By crackie....back when I was young...........The laws were much more lax back in the mid-90s. Yes, you would tie your horse up to your local gun shop, make your selection, fill out some forms, pay the man, and wait, I think, three weeks for them to do a "background" check. Once you were cleared you returned to the shop, picked up your heater, and then had two chioces: go DIRECTLY HOME, no stopping, and put that pistola into the drawer never to be fired again. You could NOT take it to the range or carry it with you outside the confines of your home. Second choice similar to the first: you drove DIRECTLY to your place of business and parked it there forever.
This scenario comported with the law that allowed homeowners and business owners to have a gun on the property without needing permit.
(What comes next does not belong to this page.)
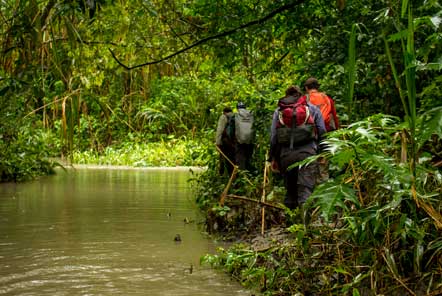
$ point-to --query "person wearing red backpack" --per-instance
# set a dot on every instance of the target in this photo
(325, 104)
(327, 107)
(297, 128)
That law had NEVER BEEN CHANGED...........BUT........another law did change which makes ownership without a permit moot. Now, Connecticut REQUIRES you to have a permit issued by them to buy a pistol, period, end of discussion. Your husband/wife can NOT gift you with one and you can't ask someone else to buy you one, either.
This State LOVES to accuse us gun owners and shooting sports people of exercising "loopholes" to our benefit which we all know is bunk. Here, however, is an excellent example of the State creating their own loophole: " Sure, Mr & Mrs Resident, you can have a gun on your property without having a permit BUT you must have a permit to buy one." The exceptions are few: A permitted gun owner dies leaving the pistols in the home, you move to CT with your handguns and leave them in the house without having a permit is the only way I can see it happening.
Finally, if you happen to have a gun like that living in the drawer, you could have a good friend who has a permit and has a range to shoot at take it and you to that range and shoot it. You, yourself, can not go alone. Again, this is all to create the web to catch those unaware of these nuances. Frustrates me to pieces.